In a smaller number of children participating in the questionnaire survey, we are also measuring radiation using dosimeters and collecting detailed information daily activities. This data will allow us to estimate actual doses received by children and how their activities, including time spent indoors and outdoors, affect these doses. We are measuring exposure to both ionising radiation and UV radiation using two personal dosimeters, which children carry on themselves over period of 5 days. During these five days parents record their children’s activities in a diary..
Information for families interested in participating
If you have received and filled in the survey questionnaire (read more on the survey), you can volunteer to participate in dosimeter measurements by signing and returning to us the form sent to you with the questionnaire. We will then contact you to discuss any questions you may have and, if you agree to participate, to arrange a suitable period for the measurements (between February and October 2019). Be assured that by sending us back the form you are simply expressing you interested and are not committing to participate. We will contact you and ask you for your agreement. Furthermore, you can retract from the study at any time. Given the limited number of dosimeters, it may not be possible to include all families.

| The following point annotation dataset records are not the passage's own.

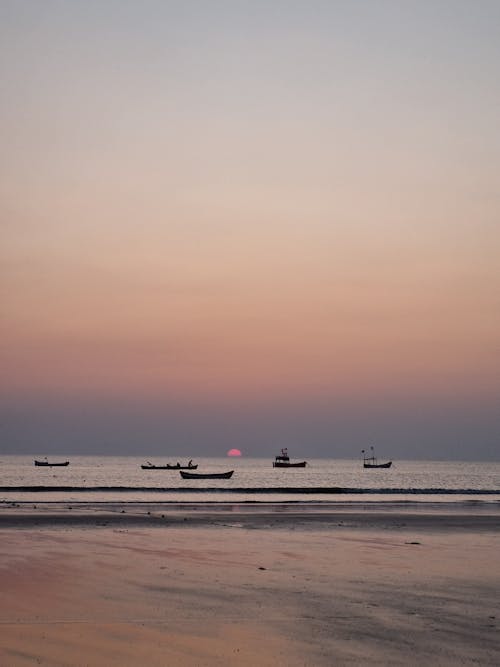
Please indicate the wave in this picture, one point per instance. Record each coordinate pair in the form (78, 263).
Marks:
(330, 490)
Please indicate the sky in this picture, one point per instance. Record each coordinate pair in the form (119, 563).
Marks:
(250, 224)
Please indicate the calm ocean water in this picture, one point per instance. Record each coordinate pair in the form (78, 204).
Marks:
(105, 478)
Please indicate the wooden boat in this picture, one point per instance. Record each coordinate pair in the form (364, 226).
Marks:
(51, 464)
(168, 466)
(206, 475)
(283, 461)
(372, 462)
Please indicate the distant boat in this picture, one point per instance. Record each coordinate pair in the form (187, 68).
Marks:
(283, 461)
(51, 464)
(206, 475)
(372, 462)
(169, 466)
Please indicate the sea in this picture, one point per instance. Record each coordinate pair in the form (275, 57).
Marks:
(121, 479)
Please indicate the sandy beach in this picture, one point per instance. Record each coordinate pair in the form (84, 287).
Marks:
(145, 586)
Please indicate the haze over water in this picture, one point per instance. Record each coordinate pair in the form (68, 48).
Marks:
(252, 225)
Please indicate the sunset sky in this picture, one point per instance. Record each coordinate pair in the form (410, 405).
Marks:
(250, 224)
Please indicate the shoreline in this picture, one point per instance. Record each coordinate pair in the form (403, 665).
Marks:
(430, 516)
(225, 588)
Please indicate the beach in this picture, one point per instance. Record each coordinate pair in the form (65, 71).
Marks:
(200, 586)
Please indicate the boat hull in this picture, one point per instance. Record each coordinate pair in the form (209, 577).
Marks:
(47, 464)
(377, 465)
(282, 464)
(208, 475)
(168, 467)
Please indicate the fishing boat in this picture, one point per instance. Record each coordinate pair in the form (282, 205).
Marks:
(169, 466)
(206, 475)
(51, 464)
(283, 461)
(372, 462)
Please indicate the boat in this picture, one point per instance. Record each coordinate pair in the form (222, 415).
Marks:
(206, 475)
(169, 466)
(283, 461)
(372, 462)
(51, 464)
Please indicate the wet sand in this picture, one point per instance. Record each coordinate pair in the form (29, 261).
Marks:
(115, 585)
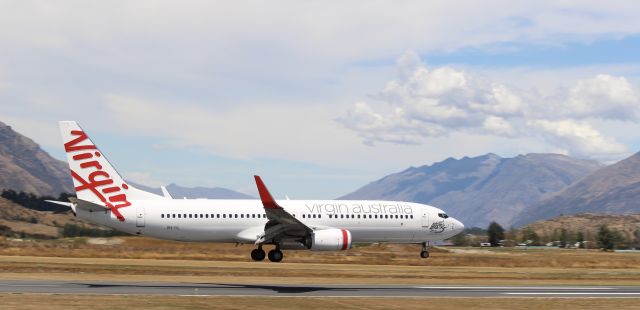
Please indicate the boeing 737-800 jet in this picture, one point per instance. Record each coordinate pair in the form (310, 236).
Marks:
(105, 198)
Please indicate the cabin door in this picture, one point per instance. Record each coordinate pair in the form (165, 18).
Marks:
(139, 216)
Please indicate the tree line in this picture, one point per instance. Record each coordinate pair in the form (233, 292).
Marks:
(605, 238)
(35, 202)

Your child will be requested to carry two dosimeters (one measuring ionising radiation and one measuring UV radiation) for a period of 5 days including a weekend and 3 weekdays. The devices are small in size and are attached to shoulder straps that have to be worn over the child’s clothing (see pictures below). The straps have been designed specifically for this project and can fit many body sizes. They should be worn when the child gets dressed in the morning and kept on throughout the day. When the child is sleeping, the dosimeters should be kept near their bed.
During the 5 days, you will be asked to keep a detailed diary of the child’s activities including where your child was (address, indoor/outdoor) and for how long. This information will allow us to relate the measured doses with his/her locations and activities.
You can download the template of the activity diary here:
D-Shuttle: The D-Shuttle dosimeter was specifically designed to measure natural background radiation in the aftermath of the Fukushima accident. The dosimeters were previously used to compare exposures of high school students in the Fukushima district with high school students in Europe [1,2]. The dosimeters measure doses received from background radiation each hour.
UV dosimeter: This dosimeter was developed for the UV-GENESIS project in Germany. The dosimeters for our study were kindly provided by the Institute for Occupational Safety and Health of the German Statutory Accident Insurance. They need to be carried at the body surface, at a predefined location to achieve comparable measurements. They will measure exposure to UV radiation indoors and outdoors in 6 minute intervals.
In situ measurements
In addition to individual measurements using personal dosimeters we will measure radiation levels at certain locations using large and more precise measurement devices (in situ spectroscopy, here you can find more details). These measurements will be conducted together with the Federal Office of Public Health at selected locations including children’s homes as well as in schools and public spaces were children spend a significant amount of time. These measurements will only be conducted for few selected families based on the information obtained through questionnaire and measurements. Should your child be selected, we will you again.
1 Adachi N, Adamovitch V, Adjovi, Y et al. Measurement and comparison of individual external doses of high-school students living in Japan, France, Poland and Belarus—the ‘D-shuttle’ project—. J Rad Prot 2015; 36(1). doi: 10.1088/0952-4746/36/1/49
2 Hara, T., Anzai, S., Saito, M. & Fijiwara, Y. D-Shuttle project: measurement and comparison of individual doses of high school students. Annals of the ICRP 2016; 45, 141-148, doi:10.1177/0146645316666967.